PR #197 may also be worth checking out. They've made similar sorts of improvements (including proper RFC compliance, I believe) through a different style of implementation.
@dominickpastore I'm still here. I haven't done much as it's been difficult for me due to how big the changes feel. While JSMN is not in the best shape at the moment, it is being dependent on by quite some people and I honestly fear breaking anything just because I did not analyse the changes properly.
To give this repo a bit of life I will try to make a new experimental branch and possibly merge some of the PRs there. Maybe that way it will be possible to get better feedback from community about the changes. And I hope you won't feel like your contributions are a waste.
@pt300 That's good to hear. I was a bit concerned when @themobiusproject and I added some discussion to some of the roadmap issues (#159 and #154) and it seemed to go unnoticed.
I don't want to assume my PRs are the best for the project, either (especially now that there is also PR #197 for a lot of the same stuff). I made the changes because they were what I needed. But they did align with some parts of the roadmap, so I figured I'd submit them to help kickstart the discussion again.
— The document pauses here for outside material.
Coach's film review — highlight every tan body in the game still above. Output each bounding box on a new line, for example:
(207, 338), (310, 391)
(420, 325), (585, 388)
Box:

Other thing I would say: This is just my opinion, but it sounds like you are putting too much pressure on yourself. I'd bet, chances are, as long as JSMN can parse standard JSON, 90% of people will be happy. For the rest, it's up to them to speak up if they have a problem with the roadmap. And even if they don't speak up, nothing is forcing them to stop using the current version--that's the beauty of open source.
@dominickpastore @pt300 I am still hanging around here as well.
Both @dominickpastore's PR #194, #195, and #196 and my PR #197 are all valid options. I had once tried to break my PR into smaller changes but continued having chicken and egg problems so all of the changes are lumped into one. I also will comment, @pt300, dominick's and my changes won't merge together as we have both made many fundamental changes that won't jive together (though I know I have swiped some ideas from dominick's code to fix issues in mine).
I certainly don't feel like my contributions have been a waste. There was someone who posted in my PR with a problem that he was having so it seems like someone has been able to benefit what I have done.
it may be useful to note which branch is the most up to date and recommended for new projects, on whatever repository/fork, while issues of backwards compatibility and breaking get resolved.